Received 11 August 2010; Revised 13 March 2011; Accepted 9 May 2011

Academic Editor: Connie Kasari

Copyright © 2011 Jennifer Gerdts and Raphael Bernier. This is an open access article distributed under the Creative Commons Attribution License, which permits unrestricted use, distribution, and reproduction in any medium, provided the original work is properly cited.

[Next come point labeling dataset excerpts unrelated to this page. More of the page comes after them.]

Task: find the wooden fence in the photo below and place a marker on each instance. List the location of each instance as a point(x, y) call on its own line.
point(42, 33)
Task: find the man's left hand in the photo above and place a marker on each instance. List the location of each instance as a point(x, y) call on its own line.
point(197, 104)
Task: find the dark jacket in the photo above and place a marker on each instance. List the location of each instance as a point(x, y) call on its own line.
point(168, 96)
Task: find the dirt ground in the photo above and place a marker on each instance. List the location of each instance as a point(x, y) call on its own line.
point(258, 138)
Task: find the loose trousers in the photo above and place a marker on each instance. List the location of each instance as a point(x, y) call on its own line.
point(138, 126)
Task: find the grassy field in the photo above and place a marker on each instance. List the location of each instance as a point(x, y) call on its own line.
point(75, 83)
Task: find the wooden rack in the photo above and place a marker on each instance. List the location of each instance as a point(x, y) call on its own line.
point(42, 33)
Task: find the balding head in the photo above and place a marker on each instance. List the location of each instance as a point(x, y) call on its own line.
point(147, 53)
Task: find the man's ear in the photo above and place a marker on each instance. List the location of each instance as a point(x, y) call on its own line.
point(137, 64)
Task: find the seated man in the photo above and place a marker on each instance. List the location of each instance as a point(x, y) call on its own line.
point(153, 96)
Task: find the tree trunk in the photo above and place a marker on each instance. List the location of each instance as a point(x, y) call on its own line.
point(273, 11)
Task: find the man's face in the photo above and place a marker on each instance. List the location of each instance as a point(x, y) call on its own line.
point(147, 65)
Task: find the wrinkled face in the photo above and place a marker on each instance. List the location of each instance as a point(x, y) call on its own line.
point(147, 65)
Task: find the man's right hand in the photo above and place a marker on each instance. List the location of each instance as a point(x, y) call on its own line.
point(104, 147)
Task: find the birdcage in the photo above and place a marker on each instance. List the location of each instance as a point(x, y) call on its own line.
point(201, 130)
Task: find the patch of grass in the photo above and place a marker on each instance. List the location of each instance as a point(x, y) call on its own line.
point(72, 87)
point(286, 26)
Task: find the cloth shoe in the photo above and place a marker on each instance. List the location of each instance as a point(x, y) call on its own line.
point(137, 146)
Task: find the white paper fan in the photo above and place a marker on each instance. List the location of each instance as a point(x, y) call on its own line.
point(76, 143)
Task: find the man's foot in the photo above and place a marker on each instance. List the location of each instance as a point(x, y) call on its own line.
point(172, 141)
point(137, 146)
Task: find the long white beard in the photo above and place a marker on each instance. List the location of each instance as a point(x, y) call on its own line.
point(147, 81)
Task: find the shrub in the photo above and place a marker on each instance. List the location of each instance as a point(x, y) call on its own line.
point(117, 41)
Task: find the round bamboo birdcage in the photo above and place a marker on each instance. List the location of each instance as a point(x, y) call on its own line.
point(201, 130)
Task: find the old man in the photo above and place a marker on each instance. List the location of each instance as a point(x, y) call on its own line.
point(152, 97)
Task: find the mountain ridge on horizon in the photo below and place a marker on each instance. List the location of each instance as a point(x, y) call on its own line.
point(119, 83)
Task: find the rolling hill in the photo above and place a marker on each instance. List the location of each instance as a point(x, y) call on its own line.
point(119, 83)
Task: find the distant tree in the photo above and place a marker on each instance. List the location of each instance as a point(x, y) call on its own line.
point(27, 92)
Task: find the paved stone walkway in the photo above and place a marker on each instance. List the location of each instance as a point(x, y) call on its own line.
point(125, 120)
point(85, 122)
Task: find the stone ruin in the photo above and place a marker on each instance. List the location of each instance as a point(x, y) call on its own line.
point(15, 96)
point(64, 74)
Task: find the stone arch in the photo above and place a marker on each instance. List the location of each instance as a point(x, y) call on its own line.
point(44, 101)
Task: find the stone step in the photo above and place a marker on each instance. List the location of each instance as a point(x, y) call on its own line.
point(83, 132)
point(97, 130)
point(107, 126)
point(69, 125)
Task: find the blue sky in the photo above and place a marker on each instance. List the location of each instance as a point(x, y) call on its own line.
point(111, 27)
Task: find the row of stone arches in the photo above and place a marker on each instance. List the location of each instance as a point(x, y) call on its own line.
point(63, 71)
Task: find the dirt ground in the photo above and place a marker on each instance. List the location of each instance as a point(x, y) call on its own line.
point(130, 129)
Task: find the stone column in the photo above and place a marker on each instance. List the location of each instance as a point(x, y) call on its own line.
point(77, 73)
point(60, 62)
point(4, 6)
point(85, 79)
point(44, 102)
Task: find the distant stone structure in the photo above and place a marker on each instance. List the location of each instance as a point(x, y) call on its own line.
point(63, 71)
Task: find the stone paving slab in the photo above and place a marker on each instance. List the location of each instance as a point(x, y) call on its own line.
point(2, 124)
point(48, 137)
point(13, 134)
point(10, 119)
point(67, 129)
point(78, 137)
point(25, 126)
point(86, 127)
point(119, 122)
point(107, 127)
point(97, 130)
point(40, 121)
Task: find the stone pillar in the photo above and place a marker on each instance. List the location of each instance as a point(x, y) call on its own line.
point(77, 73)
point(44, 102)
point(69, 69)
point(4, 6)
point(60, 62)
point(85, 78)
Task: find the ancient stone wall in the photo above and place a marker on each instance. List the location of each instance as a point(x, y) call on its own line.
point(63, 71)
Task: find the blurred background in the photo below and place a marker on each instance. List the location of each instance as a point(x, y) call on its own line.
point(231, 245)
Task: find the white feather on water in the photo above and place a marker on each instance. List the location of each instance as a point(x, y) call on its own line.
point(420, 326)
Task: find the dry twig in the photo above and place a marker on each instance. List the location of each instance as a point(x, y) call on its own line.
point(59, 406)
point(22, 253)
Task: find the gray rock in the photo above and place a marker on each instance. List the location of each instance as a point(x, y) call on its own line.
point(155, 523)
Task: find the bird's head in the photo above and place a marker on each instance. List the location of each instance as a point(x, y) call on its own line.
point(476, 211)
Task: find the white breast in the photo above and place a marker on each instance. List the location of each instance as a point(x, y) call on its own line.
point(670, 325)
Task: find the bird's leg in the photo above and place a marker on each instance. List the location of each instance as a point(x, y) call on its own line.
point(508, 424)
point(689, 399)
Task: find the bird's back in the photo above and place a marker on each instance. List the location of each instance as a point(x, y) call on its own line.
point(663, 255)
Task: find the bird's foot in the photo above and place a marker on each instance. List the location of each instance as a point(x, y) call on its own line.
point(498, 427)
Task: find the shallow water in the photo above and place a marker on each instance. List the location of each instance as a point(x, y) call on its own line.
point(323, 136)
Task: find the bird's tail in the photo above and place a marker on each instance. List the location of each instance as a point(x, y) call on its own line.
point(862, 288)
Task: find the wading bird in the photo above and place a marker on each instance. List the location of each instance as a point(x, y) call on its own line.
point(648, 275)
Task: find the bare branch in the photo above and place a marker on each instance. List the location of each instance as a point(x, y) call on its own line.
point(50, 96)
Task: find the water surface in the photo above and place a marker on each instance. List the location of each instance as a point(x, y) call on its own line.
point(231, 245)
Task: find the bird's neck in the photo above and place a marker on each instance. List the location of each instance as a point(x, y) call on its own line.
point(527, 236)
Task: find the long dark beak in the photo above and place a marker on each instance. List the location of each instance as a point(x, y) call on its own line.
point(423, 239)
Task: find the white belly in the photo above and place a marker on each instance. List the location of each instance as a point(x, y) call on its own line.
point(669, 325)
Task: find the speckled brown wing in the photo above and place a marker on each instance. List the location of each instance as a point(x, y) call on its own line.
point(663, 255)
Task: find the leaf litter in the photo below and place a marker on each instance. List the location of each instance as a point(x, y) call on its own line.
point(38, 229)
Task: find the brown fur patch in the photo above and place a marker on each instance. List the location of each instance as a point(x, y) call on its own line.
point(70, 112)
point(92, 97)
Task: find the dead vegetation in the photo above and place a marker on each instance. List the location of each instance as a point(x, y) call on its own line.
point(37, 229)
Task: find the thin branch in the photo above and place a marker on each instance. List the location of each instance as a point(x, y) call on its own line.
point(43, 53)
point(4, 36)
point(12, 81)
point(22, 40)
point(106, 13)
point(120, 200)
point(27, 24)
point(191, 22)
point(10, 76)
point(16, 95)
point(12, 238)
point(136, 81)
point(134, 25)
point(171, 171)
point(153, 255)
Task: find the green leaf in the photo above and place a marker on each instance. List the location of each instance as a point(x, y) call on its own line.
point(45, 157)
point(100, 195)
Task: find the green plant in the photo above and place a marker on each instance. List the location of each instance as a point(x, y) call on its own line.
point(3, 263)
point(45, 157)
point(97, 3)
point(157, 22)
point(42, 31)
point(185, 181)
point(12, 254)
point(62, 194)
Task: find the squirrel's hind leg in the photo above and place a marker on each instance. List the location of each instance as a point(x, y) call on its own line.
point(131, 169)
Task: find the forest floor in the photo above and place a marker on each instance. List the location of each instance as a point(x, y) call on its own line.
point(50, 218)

The presence of autism-related traits has been well documented in undiagnosed family members of individuals with autism spectrum disorder (ASD). The most common finding is mild impairments in social and communication skills that are similar to those shown by individuals with autism, but exhibited to a lesser degree. Termed the broader autism phenotype (BAP), these traits suggest a genetic liability for autism-related traits in families. Genetic influence in autism is strong, with identical twins showing high concordance for the diagnosis and related traits and approximately 20% of all ASD cases having an identified genetic mechanism. This paper highlights the studies conducted to date regarding the BAP and considers the implications of these findings for the etiology and treatment of ASD.